1.8 per cent: That's how much Ontario plans to increase health spending, each year between 2015 and 2019. That little number, laid out in last spring's budget, has big consequences.

In real terms – taking inflation and population growth into account – an annual 1.8-per-cent spending increase is actually a per-capita spending cut. That's because inflation is around 2 per cent a year, and the province's population grows by 1 per cent a year. If Ontario wanted to flat-line real per-capita spending, it would be increasing by the sum of those two figures, or about 3 per cent a year.

But the Ontario Liberal government is aiming lower – and to some extent, it has no other choice.

Negative 0.6 per cent: That's how much real health spending in Canada has declined, each year from 2011 to 2015, according to the Canadian Institute for Health Information (CIHI).

In the early years of medicare, health spending grew much faster than the economy. Between 1975 and 1992, public and private expenditure on health had grown from 7 per cent of GDP to almost 10 per cent. Exploding health costs were threatening to eat provincial budgets.

As a result, Canada went through its first period of health care austerity in the mid-1990s. Whether it was Progressive Conservative premier Mike Harris in Ontario or NDP premier Roy Romanow in Saskatchewan, governments set about trying to wrestle health costs down. By 1997, Canadian health spending had fallen to 8.7 per cent of GDP.

In the years following, however, health spending once again rapidly increased, as voters decided that austerity had gone too far. By 2010, health expenditure had risen to a record level, 10.6 per cent of GDP. In response, the past few years have been a kind of replay of the mid-1990s.

In real per-capita terms, Ontario is aiming to reduce health spending by about 1 per cent a year. This may be necessary. Countries such as Australia spend less than Canada on health, while achieving comparable or better health outcomes. But bending back the cost curve, even slightly, means finding savings. And those savings have to come from somewhere. Or somebody.

$368,000: That was the average gross compensation for an Ontario physician in 2014, according to the CIHI. The figure doesn't include the considerable costs that many doctors have to bear, such as office space, equipment and staff. Nevertheless, Ontario physicians are, on average, the highest paid in Canada.

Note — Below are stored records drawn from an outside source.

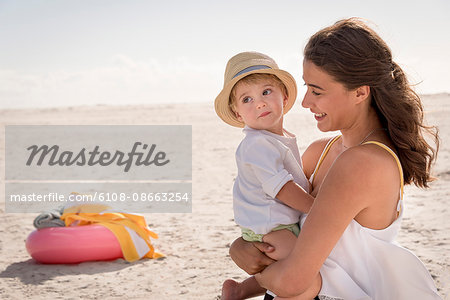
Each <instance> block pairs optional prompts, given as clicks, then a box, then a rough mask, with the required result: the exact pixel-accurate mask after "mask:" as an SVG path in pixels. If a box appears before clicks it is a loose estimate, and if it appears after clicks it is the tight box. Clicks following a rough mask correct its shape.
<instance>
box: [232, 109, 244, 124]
mask: <svg viewBox="0 0 450 300" xmlns="http://www.w3.org/2000/svg"><path fill="white" fill-rule="evenodd" d="M234 114H235V115H236V118H237V119H238V121H240V122H244V120H243V119H242V117H241V115H240V114H239V113H238V112H237V111H235V112H234Z"/></svg>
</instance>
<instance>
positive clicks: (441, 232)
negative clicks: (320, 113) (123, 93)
mask: <svg viewBox="0 0 450 300" xmlns="http://www.w3.org/2000/svg"><path fill="white" fill-rule="evenodd" d="M423 99H424V103H425V108H426V111H427V113H426V117H427V120H428V123H429V124H435V125H438V126H439V129H440V134H441V139H442V143H441V149H440V153H439V159H438V161H437V163H436V166H435V169H434V170H435V174H436V175H437V176H438V177H439V180H438V181H436V182H434V183H433V184H432V185H431V189H429V190H420V189H418V188H416V187H408V188H407V189H406V195H405V200H406V206H407V209H406V210H405V217H404V220H403V224H402V230H401V232H400V234H399V237H398V241H399V243H400V244H402V245H403V246H404V247H406V248H408V249H411V250H412V251H414V253H415V254H416V255H417V256H418V257H419V258H420V259H421V260H422V261H423V262H424V264H425V266H426V267H427V268H428V270H429V271H430V273H431V275H432V276H433V278H434V280H435V282H436V285H437V286H438V289H439V291H440V293H441V295H442V297H443V298H444V299H450V298H449V297H450V211H449V208H448V207H449V202H450V200H449V199H450V185H449V182H450V143H449V142H450V125H449V122H448V114H449V113H450V104H449V103H450V95H449V94H440V95H432V96H424V97H423ZM12 124H116V125H117V124H191V125H192V128H193V149H192V150H193V163H192V165H193V168H192V176H193V181H192V192H193V208H192V213H189V214H175V213H167V214H145V217H146V220H147V222H148V223H149V224H150V228H151V229H152V230H153V231H155V232H156V233H158V234H159V236H160V238H159V239H158V240H156V241H155V243H154V244H155V246H156V248H157V249H158V250H159V251H161V252H163V253H164V254H165V255H166V257H165V258H164V259H159V260H148V259H144V260H140V261H138V262H135V263H128V262H126V261H124V260H122V259H119V260H116V261H109V262H86V263H81V264H78V265H43V264H39V263H36V262H35V261H34V260H32V259H31V257H30V256H29V254H28V253H27V251H26V249H25V242H24V241H25V239H26V237H27V236H28V234H29V233H30V232H31V231H32V230H34V228H33V225H32V221H33V219H34V217H35V216H36V214H31V213H28V214H20V213H5V205H4V202H5V199H4V190H5V185H4V175H2V176H0V177H1V182H0V214H1V215H0V278H1V279H0V298H1V299H24V298H26V299H49V298H53V299H79V298H86V299H100V298H101V299H124V298H125V299H219V295H220V289H221V284H222V282H223V281H224V280H225V279H227V278H234V279H236V280H242V279H244V278H246V274H245V273H244V272H243V271H241V270H240V269H238V268H237V267H236V266H235V265H234V264H233V262H232V261H231V259H230V257H229V255H228V249H229V245H230V243H231V242H232V241H233V240H234V239H235V238H236V237H237V236H238V235H239V230H238V228H237V226H236V225H235V224H234V222H233V213H232V197H231V189H232V185H233V179H234V177H235V176H236V167H235V162H234V152H235V149H236V146H237V145H238V143H239V141H240V140H241V138H242V133H241V131H240V130H239V129H234V128H231V127H229V126H227V125H225V124H224V123H222V122H221V121H220V120H219V119H218V117H217V116H216V115H215V113H214V110H213V107H212V105H210V104H176V105H158V106H121V107H112V106H111V107H110V106H92V107H69V108H54V109H26V110H0V141H1V142H0V168H1V170H2V173H1V174H4V166H5V159H4V157H5V155H4V153H5V142H4V139H5V138H4V128H5V127H4V126H5V125H12ZM286 128H288V129H290V131H292V132H294V133H295V134H297V136H298V140H299V147H300V151H303V150H304V149H305V148H306V146H307V145H308V144H309V143H310V142H312V141H313V140H314V139H317V138H319V137H322V136H330V135H333V133H326V134H324V133H320V132H319V131H318V130H317V129H316V128H315V121H314V120H313V118H312V116H311V115H310V114H309V113H308V112H306V111H304V110H303V109H301V108H300V106H299V104H298V103H297V104H296V105H295V107H294V108H293V110H292V111H291V112H289V114H288V115H287V117H286Z"/></svg>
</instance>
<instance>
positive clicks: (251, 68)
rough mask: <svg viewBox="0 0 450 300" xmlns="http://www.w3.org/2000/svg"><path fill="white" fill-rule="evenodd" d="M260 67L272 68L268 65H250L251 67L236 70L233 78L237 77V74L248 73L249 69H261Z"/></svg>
mask: <svg viewBox="0 0 450 300" xmlns="http://www.w3.org/2000/svg"><path fill="white" fill-rule="evenodd" d="M261 69H272V68H271V67H268V66H264V65H256V66H251V67H248V68H245V69H244V70H242V71H240V72H238V73H237V74H236V75H234V76H233V78H235V77H238V76H239V75H242V74H245V73H248V72H250V71H254V70H261ZM233 78H231V79H233Z"/></svg>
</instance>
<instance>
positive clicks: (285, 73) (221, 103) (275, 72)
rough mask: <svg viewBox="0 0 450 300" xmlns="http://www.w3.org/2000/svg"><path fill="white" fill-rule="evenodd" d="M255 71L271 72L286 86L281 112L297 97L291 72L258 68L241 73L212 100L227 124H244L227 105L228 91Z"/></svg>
mask: <svg viewBox="0 0 450 300" xmlns="http://www.w3.org/2000/svg"><path fill="white" fill-rule="evenodd" d="M256 73H259V74H261V73H263V74H273V75H275V76H277V77H278V78H279V79H280V80H281V82H283V84H284V85H285V86H286V90H287V94H288V95H287V96H288V102H287V104H286V106H285V107H284V109H283V114H285V113H287V112H288V111H289V110H290V109H291V108H292V106H293V105H294V103H295V100H296V98H297V84H296V83H295V79H294V77H292V75H291V74H289V73H288V72H286V71H283V70H280V69H260V70H253V71H249V72H247V73H244V74H241V75H239V76H236V77H235V78H233V79H232V80H230V81H229V82H228V83H227V84H226V85H225V86H224V87H223V89H222V91H221V92H220V93H219V95H218V96H217V97H216V100H215V101H214V107H215V109H216V113H217V115H218V116H219V117H220V118H221V119H222V120H223V121H224V122H225V123H227V124H229V125H231V126H234V127H241V128H242V127H244V126H245V124H244V123H243V122H241V121H239V120H238V119H237V118H236V115H235V113H234V112H233V111H232V110H231V108H230V106H229V104H228V103H229V99H230V93H231V90H232V89H233V87H234V85H235V84H236V83H237V82H238V81H239V80H241V79H242V78H244V77H246V76H248V75H251V74H256Z"/></svg>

And while MDs are only one part of the health system, they are the most highly trained part, and the most highly compensated.

15 per cent: That's how much the number of physicians in Canada increased, between 2010 and 2014. Over the same period, Canada's population grew by just 4.1 per cent. In Ontario, the physician growth rate was even faster, with the number of doctors in the province up nearly 16 per cent between 2009 and 2014.

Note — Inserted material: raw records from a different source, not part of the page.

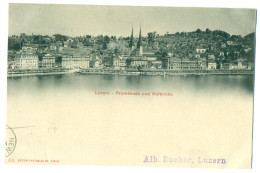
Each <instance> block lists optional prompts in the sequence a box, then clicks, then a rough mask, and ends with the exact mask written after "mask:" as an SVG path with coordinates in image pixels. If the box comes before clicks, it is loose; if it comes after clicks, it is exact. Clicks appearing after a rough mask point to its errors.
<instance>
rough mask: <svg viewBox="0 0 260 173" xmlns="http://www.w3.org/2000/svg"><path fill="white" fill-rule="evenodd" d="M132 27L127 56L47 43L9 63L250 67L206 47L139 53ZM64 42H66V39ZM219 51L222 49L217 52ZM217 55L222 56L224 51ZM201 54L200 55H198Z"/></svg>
mask: <svg viewBox="0 0 260 173" xmlns="http://www.w3.org/2000/svg"><path fill="white" fill-rule="evenodd" d="M134 40H135V39H134V37H133V29H132V33H131V37H130V42H129V49H130V52H131V54H130V55H123V56H115V55H113V56H110V57H104V58H98V57H95V58H92V57H89V56H83V55H74V54H73V55H72V54H63V53H62V51H61V50H57V49H58V48H62V47H63V46H64V47H66V46H67V44H64V45H63V46H61V45H60V46H58V48H57V46H56V45H55V44H51V45H50V53H48V54H39V53H38V54H37V53H36V52H37V48H36V47H33V46H23V48H22V50H21V51H20V52H18V53H17V54H16V57H15V60H14V61H13V62H11V65H10V68H12V69H37V68H74V69H75V68H113V69H118V70H124V69H127V68H130V69H139V68H150V69H172V70H181V69H184V70H189V69H190V70H206V69H207V70H215V69H227V70H230V69H249V70H250V69H251V66H252V65H251V64H250V63H248V62H247V61H246V60H243V59H242V58H241V59H238V60H236V61H235V62H231V63H221V62H218V63H217V61H216V58H215V56H214V55H207V56H206V57H205V53H206V50H207V49H206V48H202V47H198V48H197V49H196V55H195V56H194V57H193V58H180V57H175V56H173V54H171V53H169V54H168V56H167V57H164V58H162V57H159V56H156V55H155V54H154V53H147V52H143V43H142V34H141V28H140V32H139V38H138V41H137V43H136V44H135V43H134ZM66 43H67V42H66ZM221 53H222V52H221ZM221 53H220V56H224V53H222V54H221ZM201 55H203V56H201Z"/></svg>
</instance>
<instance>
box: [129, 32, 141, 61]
mask: <svg viewBox="0 0 260 173" xmlns="http://www.w3.org/2000/svg"><path fill="white" fill-rule="evenodd" d="M129 47H130V49H131V53H132V52H133V51H134V50H136V53H138V56H143V44H142V33H141V27H140V32H139V38H138V42H137V46H136V47H135V43H134V31H133V27H132V33H131V37H130V42H129Z"/></svg>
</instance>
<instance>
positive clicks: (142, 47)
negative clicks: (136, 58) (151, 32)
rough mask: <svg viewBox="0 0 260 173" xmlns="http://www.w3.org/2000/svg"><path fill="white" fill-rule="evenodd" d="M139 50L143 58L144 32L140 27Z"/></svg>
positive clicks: (138, 44)
mask: <svg viewBox="0 0 260 173" xmlns="http://www.w3.org/2000/svg"><path fill="white" fill-rule="evenodd" d="M137 48H138V49H139V56H143V43H142V31H141V26H140V33H139V39H138V43H137Z"/></svg>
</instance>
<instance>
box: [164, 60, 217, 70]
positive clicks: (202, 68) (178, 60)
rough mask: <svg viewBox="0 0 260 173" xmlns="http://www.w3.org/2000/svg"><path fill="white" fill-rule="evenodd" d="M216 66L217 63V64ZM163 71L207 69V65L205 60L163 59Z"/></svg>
mask: <svg viewBox="0 0 260 173" xmlns="http://www.w3.org/2000/svg"><path fill="white" fill-rule="evenodd" d="M215 64H216V63H215ZM162 68H163V69H172V70H181V69H192V70H197V69H198V70H199V69H207V63H206V59H205V58H200V59H196V60H190V59H186V58H179V57H172V58H169V57H166V58H163V59H162Z"/></svg>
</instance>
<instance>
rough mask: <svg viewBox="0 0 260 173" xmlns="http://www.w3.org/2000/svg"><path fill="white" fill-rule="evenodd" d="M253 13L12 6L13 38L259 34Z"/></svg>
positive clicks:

Canada has more physicians per person than ever before. There's nothing wrong with that, and rather a lot that's right about it. Back in the early 1990s, provincial governments decided to cut health-care costs by slashing medical school enrolments, thereby reducing the supply of doctors. It was a terrible idea, but the wrong choice was motivated by a real issue: Physicians are expensive.

Two out of three: There are three major drivers of health-care costs – hospitals, drugs and physicians. As part of the reforms of the last few years, savings have actually been found in two out of three, according to CIHI's most recent annual report on health spending trends.

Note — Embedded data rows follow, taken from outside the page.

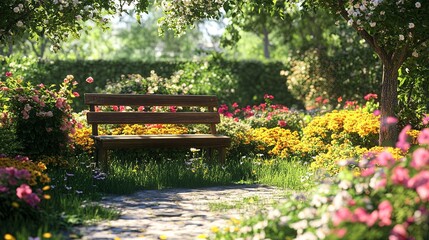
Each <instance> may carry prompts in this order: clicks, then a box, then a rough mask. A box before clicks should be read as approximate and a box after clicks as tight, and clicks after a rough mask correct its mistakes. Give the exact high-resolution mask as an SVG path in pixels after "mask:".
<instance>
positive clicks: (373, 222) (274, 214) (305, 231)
mask: <svg viewBox="0 0 429 240" xmlns="http://www.w3.org/2000/svg"><path fill="white" fill-rule="evenodd" d="M405 134H406V131H403V132H402V133H401V135H403V136H402V138H403V137H404V135H405ZM400 138H401V137H400ZM418 143H419V145H416V146H414V147H411V149H410V151H409V153H408V154H406V156H405V157H404V158H401V159H400V160H395V158H394V156H393V155H392V154H391V153H389V152H387V151H384V152H381V153H378V154H365V155H364V156H363V157H362V158H361V159H360V160H359V161H358V162H357V163H356V162H354V163H352V164H354V165H356V166H358V167H360V168H361V169H362V171H361V174H360V175H359V176H356V174H355V173H354V172H353V171H349V170H347V169H345V170H344V171H341V172H340V173H339V174H338V175H337V177H335V178H330V179H325V182H323V183H321V184H319V185H318V186H317V187H316V188H315V191H314V192H313V193H312V194H311V195H310V197H308V198H307V197H305V196H301V195H298V196H294V197H292V198H291V200H290V201H287V202H286V203H285V204H284V205H283V206H280V207H279V208H275V209H272V210H270V211H268V212H265V213H263V214H259V215H258V216H255V217H253V218H250V219H245V220H244V221H240V222H237V223H233V224H232V226H231V227H228V228H226V229H225V231H220V232H218V233H216V237H217V238H219V239H238V238H241V239H252V238H255V237H259V239H283V238H286V237H289V238H296V239H426V238H427V232H428V231H429V224H428V221H429V211H428V209H429V190H428V189H429V129H424V130H422V131H421V133H420V134H419V136H418ZM351 162H352V161H350V163H351ZM303 200H304V201H303Z"/></svg>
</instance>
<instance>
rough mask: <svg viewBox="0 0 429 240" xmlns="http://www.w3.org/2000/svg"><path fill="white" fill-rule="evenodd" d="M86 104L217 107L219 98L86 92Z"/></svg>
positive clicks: (93, 104) (216, 97)
mask: <svg viewBox="0 0 429 240" xmlns="http://www.w3.org/2000/svg"><path fill="white" fill-rule="evenodd" d="M85 104H87V105H100V106H109V105H116V106H184V107H192V106H196V107H197V106H201V107H203V106H206V107H210V106H212V107H217V106H218V99H217V97H216V96H211V95H161V94H146V95H145V94H100V93H85Z"/></svg>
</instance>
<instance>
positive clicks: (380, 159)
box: [376, 151, 395, 166]
mask: <svg viewBox="0 0 429 240" xmlns="http://www.w3.org/2000/svg"><path fill="white" fill-rule="evenodd" d="M376 163H378V164H380V166H390V165H392V164H394V163H395V159H394V158H393V156H392V154H391V153H389V152H387V151H384V152H381V153H380V154H378V156H377V159H376Z"/></svg>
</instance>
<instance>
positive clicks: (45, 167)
mask: <svg viewBox="0 0 429 240" xmlns="http://www.w3.org/2000/svg"><path fill="white" fill-rule="evenodd" d="M6 167H14V168H16V169H20V170H21V169H26V170H28V172H30V174H31V178H30V180H29V182H28V184H29V185H31V186H34V185H37V184H38V183H49V182H50V181H51V179H50V178H49V177H48V175H47V174H45V173H43V171H44V170H46V166H45V164H43V163H42V162H39V163H37V164H36V163H34V162H32V161H29V160H26V161H23V160H17V159H13V158H9V157H0V168H6Z"/></svg>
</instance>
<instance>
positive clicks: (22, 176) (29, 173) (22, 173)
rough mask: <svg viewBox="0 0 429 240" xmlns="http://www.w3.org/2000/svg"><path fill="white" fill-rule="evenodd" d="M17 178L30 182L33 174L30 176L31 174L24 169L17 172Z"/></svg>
mask: <svg viewBox="0 0 429 240" xmlns="http://www.w3.org/2000/svg"><path fill="white" fill-rule="evenodd" d="M15 177H16V178H17V179H25V180H29V179H30V177H31V174H30V172H28V170H25V169H22V170H17V171H16V172H15Z"/></svg>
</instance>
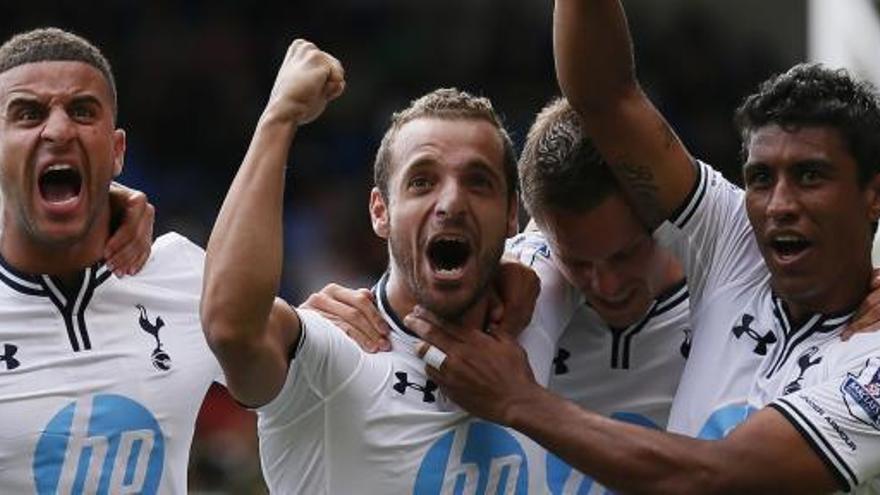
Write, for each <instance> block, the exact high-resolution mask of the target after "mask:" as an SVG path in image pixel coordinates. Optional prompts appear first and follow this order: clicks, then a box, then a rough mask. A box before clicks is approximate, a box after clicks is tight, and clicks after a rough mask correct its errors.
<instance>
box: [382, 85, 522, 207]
mask: <svg viewBox="0 0 880 495" xmlns="http://www.w3.org/2000/svg"><path fill="white" fill-rule="evenodd" d="M426 117H436V118H440V119H449V120H456V119H470V120H485V121H486V122H489V123H490V124H492V125H493V126H494V127H495V129H496V130H497V131H498V136H499V137H500V138H501V143H502V145H503V147H504V158H503V159H504V163H503V165H504V175H505V178H506V179H507V196H508V198H509V199H511V200H515V198H516V192H517V177H516V152H515V151H514V149H513V142H512V141H511V139H510V135H509V134H508V133H507V130H506V129H505V128H504V124H503V123H502V122H501V117H500V116H499V115H498V113H496V112H495V109H494V108H493V106H492V102H491V101H489V99H488V98H484V97H477V96H473V95H471V94H470V93H467V92H465V91H461V90H458V89H455V88H441V89H436V90H434V91H432V92H430V93H428V94H426V95H424V96H422V97H421V98H418V99H415V100H413V101H412V102H410V104H409V106H408V107H406V108H405V109H403V110H401V111H399V112H395V113H394V114H393V115H392V116H391V125H389V126H388V130H387V131H385V136H384V137H382V143H381V144H380V145H379V150H378V151H377V152H376V162H375V164H374V165H373V180H374V182H375V185H376V187H377V188H378V189H379V192H380V193H382V197H383V198H386V199H387V198H388V180H389V179H390V178H391V174H392V171H391V147H392V144H393V143H394V138H395V137H396V136H397V132H398V131H399V130H400V128H401V127H403V126H404V124H406V123H407V122H410V121H413V120H415V119H418V118H426Z"/></svg>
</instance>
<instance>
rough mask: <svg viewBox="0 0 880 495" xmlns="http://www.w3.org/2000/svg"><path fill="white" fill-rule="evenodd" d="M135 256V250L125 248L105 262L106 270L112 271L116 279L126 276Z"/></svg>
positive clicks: (136, 256)
mask: <svg viewBox="0 0 880 495" xmlns="http://www.w3.org/2000/svg"><path fill="white" fill-rule="evenodd" d="M137 256H138V252H137V250H136V249H134V248H132V247H131V246H126V247H124V248H122V249H120V250H119V251H117V252H116V253H115V254H113V256H111V257H110V258H108V259H107V260H106V264H107V268H109V269H110V270H112V271H113V273H114V274H115V275H116V276H117V277H122V276H124V275H128V274H129V272H130V270H131V268H132V266H133V265H134V263H135V260H136V259H137Z"/></svg>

But "the third major cost driver, physician spending, has outpaced that of hospitals or drugs since 2007," says CIHI, "due in part to more rapid growth in the supply of physicians and the increase in physician fees."

Those numbers underpin the conflict between Ontario and its doctors. Physicians want to be paid more, but the province can't do that unless it either reduces the number of doctors (bad idea), cuts spending elsewhere (which means picking fights with other constituencies), or reforms the health system to reduce demand for physician services (no easy trick). Prognosis? Don't expect Ontario and its doctors to agree on a course of treatment any time soon.